I thought about it awhile and came up with the idea that the reason you would want to use a level based system is for heroic combat. There are obviously all kinds of systems out there from the extremely freeform (Vampire) to the to the brutally regimented (D&D). These two that jump out at me for comparison because they have such entirely different takes on character power progression and style. Let's say you decide to make a Vampire character and build a tremendous combat twink. You take 2 in Potence, 2 in Celerity and a bunch of points in Melee, Str, Dex and get a big sword. When you fight the guy who built a social character the fight goes roughly like this:
CHOP
And that's all she wrote. It isn't much of a fight... but if the social guy decides to take you out first then just as you walk out of your apartment you get shot by half a dozen mindcontrolled SWAT police and set on fire. In no case is there anything resembling a fair fight going on. This is obviously pretty realistic in the sense that fights between people where one is very influential and one is a combat specialist are incredible onesided and lethal but has the tricky problem that none of the encounters feel very heroic.
If you want to have the sort of game where players get in many fights and the fights are meant to be obstacles to be overcome rather than life and death lotteries then you need two major things: First, you need tight control over player power levels.

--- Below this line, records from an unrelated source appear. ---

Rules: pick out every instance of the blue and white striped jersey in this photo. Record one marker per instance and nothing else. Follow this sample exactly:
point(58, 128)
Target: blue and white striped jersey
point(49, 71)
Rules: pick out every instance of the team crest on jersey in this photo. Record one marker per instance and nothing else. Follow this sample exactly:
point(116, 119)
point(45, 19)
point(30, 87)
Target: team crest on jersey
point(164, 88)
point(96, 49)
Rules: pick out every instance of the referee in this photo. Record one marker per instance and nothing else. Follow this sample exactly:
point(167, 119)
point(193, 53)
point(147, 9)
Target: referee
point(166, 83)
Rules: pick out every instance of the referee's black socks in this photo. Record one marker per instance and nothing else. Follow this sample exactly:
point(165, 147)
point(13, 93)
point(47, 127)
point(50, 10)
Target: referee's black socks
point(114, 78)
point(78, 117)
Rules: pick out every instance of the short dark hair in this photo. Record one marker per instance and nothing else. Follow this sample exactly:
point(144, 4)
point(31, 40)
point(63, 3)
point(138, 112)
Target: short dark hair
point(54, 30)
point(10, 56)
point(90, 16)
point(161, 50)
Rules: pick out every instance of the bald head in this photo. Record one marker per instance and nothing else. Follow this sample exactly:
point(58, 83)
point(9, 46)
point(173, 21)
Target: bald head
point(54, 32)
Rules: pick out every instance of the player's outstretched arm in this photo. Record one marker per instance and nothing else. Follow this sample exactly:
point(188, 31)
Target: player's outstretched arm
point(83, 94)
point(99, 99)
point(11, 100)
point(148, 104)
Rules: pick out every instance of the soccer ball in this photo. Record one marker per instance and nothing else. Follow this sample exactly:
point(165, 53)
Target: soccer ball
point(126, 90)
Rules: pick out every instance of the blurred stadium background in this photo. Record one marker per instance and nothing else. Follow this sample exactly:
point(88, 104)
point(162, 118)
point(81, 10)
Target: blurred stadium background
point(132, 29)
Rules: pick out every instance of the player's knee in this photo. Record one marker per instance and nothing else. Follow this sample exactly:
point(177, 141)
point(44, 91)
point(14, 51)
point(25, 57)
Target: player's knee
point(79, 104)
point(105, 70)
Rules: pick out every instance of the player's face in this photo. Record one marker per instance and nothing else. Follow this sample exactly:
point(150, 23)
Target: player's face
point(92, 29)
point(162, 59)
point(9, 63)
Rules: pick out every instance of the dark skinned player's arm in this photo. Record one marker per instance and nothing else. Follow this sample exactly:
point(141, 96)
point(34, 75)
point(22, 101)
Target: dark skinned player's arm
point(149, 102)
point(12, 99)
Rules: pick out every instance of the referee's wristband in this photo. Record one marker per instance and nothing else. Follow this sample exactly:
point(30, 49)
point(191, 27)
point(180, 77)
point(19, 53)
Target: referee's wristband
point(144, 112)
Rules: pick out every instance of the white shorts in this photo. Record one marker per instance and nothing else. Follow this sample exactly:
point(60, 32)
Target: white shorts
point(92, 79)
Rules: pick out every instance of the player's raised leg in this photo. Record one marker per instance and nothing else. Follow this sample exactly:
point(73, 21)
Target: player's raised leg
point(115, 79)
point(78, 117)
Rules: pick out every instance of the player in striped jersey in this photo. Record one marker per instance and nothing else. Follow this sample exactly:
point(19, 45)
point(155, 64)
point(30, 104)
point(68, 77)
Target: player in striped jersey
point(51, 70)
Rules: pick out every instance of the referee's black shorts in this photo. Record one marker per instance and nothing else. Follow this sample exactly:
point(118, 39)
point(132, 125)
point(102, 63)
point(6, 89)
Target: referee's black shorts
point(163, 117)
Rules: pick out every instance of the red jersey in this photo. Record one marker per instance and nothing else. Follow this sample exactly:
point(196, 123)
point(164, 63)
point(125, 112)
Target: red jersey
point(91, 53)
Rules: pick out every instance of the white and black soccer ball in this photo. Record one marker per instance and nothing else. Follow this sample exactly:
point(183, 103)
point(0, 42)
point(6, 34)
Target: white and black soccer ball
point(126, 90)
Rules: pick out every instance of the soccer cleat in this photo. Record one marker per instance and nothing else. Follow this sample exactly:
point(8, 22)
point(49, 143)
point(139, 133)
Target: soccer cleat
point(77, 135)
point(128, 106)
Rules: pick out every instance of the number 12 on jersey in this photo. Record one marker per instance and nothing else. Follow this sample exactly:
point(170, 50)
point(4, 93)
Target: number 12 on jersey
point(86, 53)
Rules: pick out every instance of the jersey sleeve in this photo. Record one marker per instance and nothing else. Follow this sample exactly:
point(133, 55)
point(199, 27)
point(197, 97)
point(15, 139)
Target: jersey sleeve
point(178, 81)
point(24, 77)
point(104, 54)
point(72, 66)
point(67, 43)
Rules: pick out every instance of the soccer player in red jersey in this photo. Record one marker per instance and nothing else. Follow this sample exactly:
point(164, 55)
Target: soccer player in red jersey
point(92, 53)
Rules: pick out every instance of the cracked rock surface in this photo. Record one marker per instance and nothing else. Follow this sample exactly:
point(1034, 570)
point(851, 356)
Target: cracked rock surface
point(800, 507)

Players must be very restricted in how powerful they are in a fight both in terms of minimums and maximums. Everyone has to be useful and effective but nobody can be a one man army. Second you need both players and villains to be tough as hell. Nobody can be allowed to die from a single swipe of a sword and players need the ability to heal themselves very rapidly. Neither of those things is remotely realistic and both require a system highly focused on regulating combat prowess.

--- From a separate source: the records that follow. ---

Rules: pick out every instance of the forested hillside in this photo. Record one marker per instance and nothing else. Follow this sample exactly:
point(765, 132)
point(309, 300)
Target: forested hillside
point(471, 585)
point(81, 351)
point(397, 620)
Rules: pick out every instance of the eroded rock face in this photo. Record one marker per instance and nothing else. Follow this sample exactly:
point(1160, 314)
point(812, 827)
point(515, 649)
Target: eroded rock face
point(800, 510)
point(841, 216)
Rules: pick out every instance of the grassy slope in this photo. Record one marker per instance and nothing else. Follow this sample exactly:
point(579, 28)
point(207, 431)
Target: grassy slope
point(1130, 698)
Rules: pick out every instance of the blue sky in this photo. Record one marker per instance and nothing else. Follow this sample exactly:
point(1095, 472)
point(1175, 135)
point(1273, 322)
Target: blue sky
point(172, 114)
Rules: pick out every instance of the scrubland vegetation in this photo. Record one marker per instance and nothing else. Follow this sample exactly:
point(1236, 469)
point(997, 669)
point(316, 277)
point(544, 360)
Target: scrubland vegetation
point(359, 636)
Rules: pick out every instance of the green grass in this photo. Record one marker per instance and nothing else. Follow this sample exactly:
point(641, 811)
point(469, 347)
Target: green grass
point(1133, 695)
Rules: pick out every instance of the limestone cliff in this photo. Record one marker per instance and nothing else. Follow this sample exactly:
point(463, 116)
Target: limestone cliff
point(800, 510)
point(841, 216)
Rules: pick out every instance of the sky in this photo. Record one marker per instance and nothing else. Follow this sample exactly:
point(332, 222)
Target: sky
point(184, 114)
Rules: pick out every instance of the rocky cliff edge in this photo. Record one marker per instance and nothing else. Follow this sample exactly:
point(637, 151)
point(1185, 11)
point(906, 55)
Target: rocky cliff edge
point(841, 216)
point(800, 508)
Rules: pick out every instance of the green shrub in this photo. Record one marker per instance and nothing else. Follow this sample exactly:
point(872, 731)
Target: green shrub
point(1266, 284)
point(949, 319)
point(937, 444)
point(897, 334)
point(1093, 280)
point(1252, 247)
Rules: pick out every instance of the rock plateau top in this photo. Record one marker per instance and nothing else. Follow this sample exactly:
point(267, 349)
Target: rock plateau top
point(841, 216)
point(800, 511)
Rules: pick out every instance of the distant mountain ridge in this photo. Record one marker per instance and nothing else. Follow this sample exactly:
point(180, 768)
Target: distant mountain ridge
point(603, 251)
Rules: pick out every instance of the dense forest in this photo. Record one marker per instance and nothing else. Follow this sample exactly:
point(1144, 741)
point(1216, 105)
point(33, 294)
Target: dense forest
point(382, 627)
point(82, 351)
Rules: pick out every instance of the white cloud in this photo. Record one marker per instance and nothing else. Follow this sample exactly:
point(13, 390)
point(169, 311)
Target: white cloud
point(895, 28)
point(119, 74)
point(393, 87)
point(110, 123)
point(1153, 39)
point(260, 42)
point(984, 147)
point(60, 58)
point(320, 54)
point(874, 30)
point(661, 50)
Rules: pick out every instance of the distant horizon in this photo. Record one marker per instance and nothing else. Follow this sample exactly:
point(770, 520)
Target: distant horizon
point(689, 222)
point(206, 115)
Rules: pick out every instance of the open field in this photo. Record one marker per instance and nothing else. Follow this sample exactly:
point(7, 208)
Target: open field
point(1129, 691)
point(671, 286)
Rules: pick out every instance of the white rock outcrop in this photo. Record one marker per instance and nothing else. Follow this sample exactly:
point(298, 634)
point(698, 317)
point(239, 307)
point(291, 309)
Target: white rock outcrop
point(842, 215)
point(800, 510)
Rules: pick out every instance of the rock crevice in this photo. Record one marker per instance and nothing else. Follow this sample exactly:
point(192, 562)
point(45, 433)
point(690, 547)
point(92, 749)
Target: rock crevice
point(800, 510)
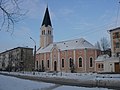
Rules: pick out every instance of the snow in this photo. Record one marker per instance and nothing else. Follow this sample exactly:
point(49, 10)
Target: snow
point(12, 83)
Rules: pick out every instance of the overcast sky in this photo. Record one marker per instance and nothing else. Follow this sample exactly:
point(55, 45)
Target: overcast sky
point(71, 19)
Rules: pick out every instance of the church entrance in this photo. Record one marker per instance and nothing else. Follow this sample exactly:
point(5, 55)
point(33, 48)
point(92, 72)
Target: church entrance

The trouble with a level based system is that you give up a lot to get that control over combat prowess. Things like Blacksmithing get linked to character level and you end up in a world where the best blacksmith has to be a person who spends most of their time killing monsters and saving the world instead of the person who spends most of their time blacksmithing! You also end up with social abilities being either ignored or marginalized because so much of the system is focused around maintaining a balance of combat abilities that it can't reasonably represent a range of social connections and skills too.
I was initially looking at working in a large number of additional things into SkyRPG, my D&D rewrite. I was looking at adding in professions and more social rules but I ended up deciding that this was entirely the wrong way to go. I don't want to write a system of professions that rewards heroes over tradespeople. I don't want characters rolling their success when doing every social task or challenge. What I want out of the system is a fun, flexible system that regulates combat prowess. All the rest can be handled by roleplaying and some simple decision making by the GM. If a player's history says that they spent their first 20 years in a blacksmith's shop then they can be a great blacksmith but they can't have connections at the king's court. If a player has a noble background they simply aren't going to be the best fisherman around. A few notes and well written backstories will handle nearly everything that needs handling and the actual system is really there to decide who wins a fight.